\s
by default, will not match whitespace characters with values greater than 128. To get at those, you can instead make good use of other UTF-8-aware sequences.
(Standard disclaimer: I'm skimming the PCRE source code to compile the lists below, I may miss a character or type something incorrectly.

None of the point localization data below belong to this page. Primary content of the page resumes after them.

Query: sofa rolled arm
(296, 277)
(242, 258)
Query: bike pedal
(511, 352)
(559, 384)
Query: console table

Please forgive me.)
\p{Zs}
matches:
- U+0020 Space
- U+00A0 No-break space
- U+1680 Ogham space mark
- U+180E Mongolian vowel separator
- U+2000 En quad
- U+2001 Em quad
- U+2002 En space
- U+2003 Em space
- U+2004 Three-per-em space
- U+2005 Four-per-em space
- U+2006 Six-per-em space
- U+2007 Figure space
- U+2008 Punctuation space
- U+2009 Thin space
- U+200A Hair space
- U+202F Narrow no-break space
- U+205F Medium mathematical space
- U+3000 Ideographic space
\h
(Horizontal whitespace) matches the same as \p{Zs}
above, plus
Similarly for matching vertical whitespace there are a few options.
\p{Zl}
matches U+2028 Line separator.
\p{Zp}
matches U+2029 Paragraph separator.
\v
(Vertical whitespace) matches \p{Zl}
, \p{Zp}
and the following
- U+000A Linefeed
- U+000B Vertical tab
- U+000C Formfeed
- U+000D Carriage return
- U+0085 Next line
Going back to the beginning, in UTF-8 mode (i.e. using the u
pattern modifier) \s
will match any character that \p{Z}
matches (which is anything that \p{Zs}
, \p{Zl}
and \p{Zp}
will match), plus
- U+0009 Horizontal tab
- U+000A Linefeed
- U+000C Formfeed
- U+000D Carriage return
To cut a long story short (I bet you read all of the above, didn't you?) you might want to use \s
but make sure to be in UTF-8 mode like /\s/u
. Putting that to some practical use, to filter out those matching whitespace characters from a string you would do something like
$new_string = preg_replace('/\s/u', '', $old_string);
Finally, if you really, really care about the vertical whitespaces which aren't included in \s
(LF and NEL) then you can use the character class [\s\v]
to match all 26 of the whitespace characters listed above.